I'm having trouble understanding why "the time until an event occurs" is modeled as:
$S(t) = P[T > t]$ where $T$ is time until event and $t$ is some time.
I don't see how $P[T<t]$ or $P[T=t]$ would be phrased, and I'm confused on how to know if the time till an event occurs is greater/less/equal to some time $t$.
For example, consider the following problem:
In analyzing the risk of a catastrophic event, an insurer uses the exponential distribution with mean $\alpha$ as the distribution of the time until the event occurs. The insured has $n$ independent catastrophe policies of this type. Find the expected time until the insurer will have the first catastrophe claim.
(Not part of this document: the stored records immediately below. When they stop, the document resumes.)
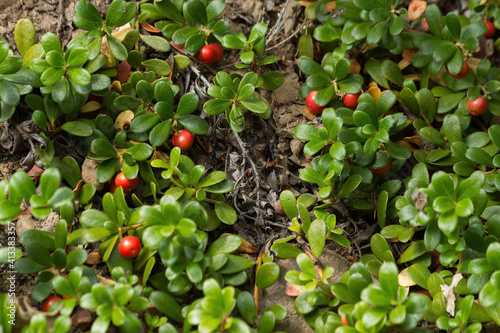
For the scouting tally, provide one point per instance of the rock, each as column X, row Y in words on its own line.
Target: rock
column 88, row 173
column 26, row 222
column 296, row 146
column 289, row 90
column 275, row 294
column 93, row 258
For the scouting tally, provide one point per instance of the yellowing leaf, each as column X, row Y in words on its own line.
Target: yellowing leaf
column 416, row 9
column 25, row 35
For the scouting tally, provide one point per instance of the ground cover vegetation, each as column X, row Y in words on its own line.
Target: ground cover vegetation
column 383, row 69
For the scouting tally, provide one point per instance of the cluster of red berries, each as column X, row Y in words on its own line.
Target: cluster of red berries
column 350, row 100
column 128, row 185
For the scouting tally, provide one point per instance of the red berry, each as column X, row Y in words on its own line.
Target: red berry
column 128, row 185
column 49, row 301
column 491, row 29
column 208, row 55
column 463, row 73
column 183, row 139
column 130, row 247
column 219, row 50
column 351, row 101
column 112, row 186
column 383, row 170
column 311, row 103
column 425, row 26
column 477, row 107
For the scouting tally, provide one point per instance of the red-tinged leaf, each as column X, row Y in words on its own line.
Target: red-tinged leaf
column 171, row 61
column 294, row 290
column 123, row 72
column 35, row 172
column 148, row 27
column 416, row 9
column 179, row 48
column 330, row 7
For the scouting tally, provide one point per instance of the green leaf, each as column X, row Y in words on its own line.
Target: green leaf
column 115, row 11
column 25, row 36
column 193, row 123
column 7, row 254
column 267, row 275
column 433, row 17
column 106, row 170
column 144, row 122
column 226, row 213
column 187, row 104
column 316, row 235
column 225, row 244
column 78, row 57
column 160, row 67
column 197, row 11
column 167, row 305
column 246, row 307
column 415, row 250
column 309, row 66
column 349, row 186
column 375, row 70
column 140, row 151
column 104, row 148
column 443, row 184
column 160, row 133
column 117, row 48
column 392, row 72
column 50, row 42
column 419, row 274
column 79, row 75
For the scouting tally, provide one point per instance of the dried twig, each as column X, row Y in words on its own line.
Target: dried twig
column 279, row 23
column 288, row 38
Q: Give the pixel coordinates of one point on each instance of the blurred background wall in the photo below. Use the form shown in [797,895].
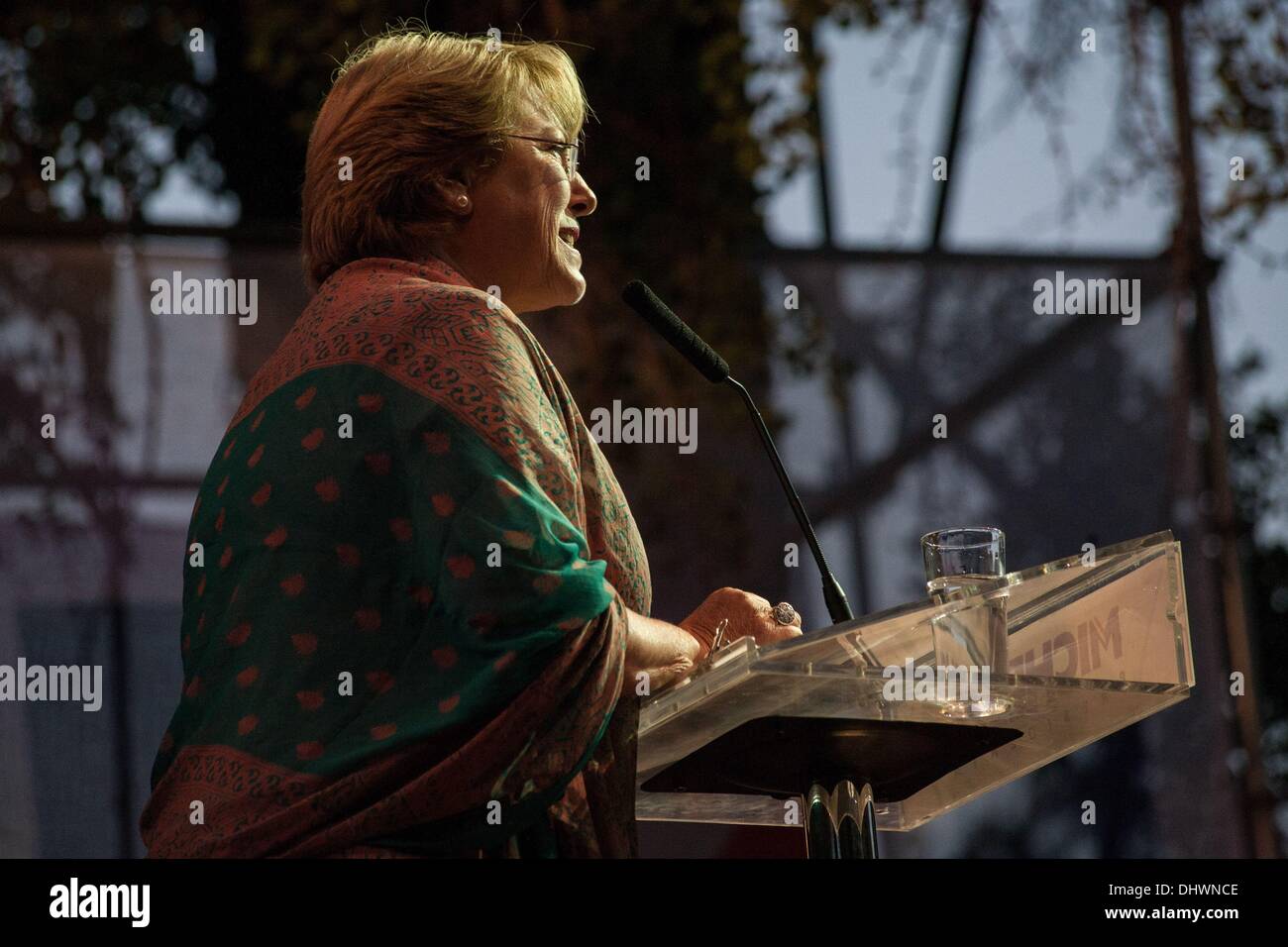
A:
[790,213]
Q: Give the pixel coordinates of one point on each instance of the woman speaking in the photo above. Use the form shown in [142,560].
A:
[415,599]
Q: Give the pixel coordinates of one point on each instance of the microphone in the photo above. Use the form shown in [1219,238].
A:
[713,368]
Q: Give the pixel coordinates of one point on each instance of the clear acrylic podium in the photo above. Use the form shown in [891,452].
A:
[803,733]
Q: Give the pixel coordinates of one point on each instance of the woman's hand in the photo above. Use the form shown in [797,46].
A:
[747,613]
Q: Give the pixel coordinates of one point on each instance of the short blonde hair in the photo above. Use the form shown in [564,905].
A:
[410,107]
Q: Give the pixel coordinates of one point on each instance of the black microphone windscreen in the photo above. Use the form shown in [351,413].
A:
[671,328]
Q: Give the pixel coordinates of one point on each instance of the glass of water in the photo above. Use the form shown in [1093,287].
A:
[970,646]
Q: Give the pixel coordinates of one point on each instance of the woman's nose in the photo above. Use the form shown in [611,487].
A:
[583,200]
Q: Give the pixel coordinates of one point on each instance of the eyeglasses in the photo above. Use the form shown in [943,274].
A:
[567,151]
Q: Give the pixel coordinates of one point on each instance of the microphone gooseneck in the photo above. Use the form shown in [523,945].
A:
[643,300]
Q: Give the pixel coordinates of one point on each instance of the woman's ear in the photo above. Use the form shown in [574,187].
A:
[454,193]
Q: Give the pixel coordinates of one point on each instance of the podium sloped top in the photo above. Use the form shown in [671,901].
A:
[1091,647]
How do I know to use $P[T>t]$ and not $P[T<t]$ or $P[T=t]$?
The reason for this particular formulation lies in the wording of the problem.
We are told that there are $n$ independent and identically distributed (i.i.d.) random variables $T_1, T_2, \ldots, T_n$. We want to find the expected value of the minimum $T_\text{min}$ of these random variables (this might be interpreted as, e.g., the time until the first catastrophe occurs).
We now observe that $T_\text{min} > t$ if and only if $T_1 > t, T_2 > t, \ldots, T_n > t$. This is the critical observation. It permits us to conclude
$$ P(T_\text{min} > t) = P(T_1 > t, T_2 > t, \ldots, T_n > t) $$
From independence, we can then write
$$ P(T_\text{min} > t) = P(T_1 > t) \times P(T_2 > t) \times \cdots \times P(T_n > t) $$
and from the fact that they are identically distributed, we can write
$$ P(T_\text{min} > t) = [P(T_1 > t)]^n $$
(Note that we can not assert $T_\text{min} < t$ if and only if $T_1 < t, T_2 < t, \ldots, T_n < t$, so this useful telescoping does not occur if we approach the problem that way.) Now, for the exponential distribution, fortunately, we have $P(T_1 > t) = 1 - P(T_1 < t) = 1-[1-e^{-\lambda t}] = e^{-\lambda t}$ (where $\lambda = 1/\alpha$), so
$$ P(T_\text{min} > t) = e^{-n\lambda t} $$
That is, the minimum of $n$ i.i.d. exponentially distributed random variables is distributed identically to a single exponentially distributed random variable with $n$ times the rate (or, equivalently, $1/n$ of the mean).
Long story short: The analysis chooses to focus on $P(T > t)$ because the formulation of the problem makes that approach simple. If we were interested in the maximum of those random variables, we would choose $P(T_\text{max} < t)$. Unfortunately, in that case, the exponential distribution does not help us, particularly; the maximum of $n$ i.i.d. exponentially distributed random variables is not itself exponentially distributed.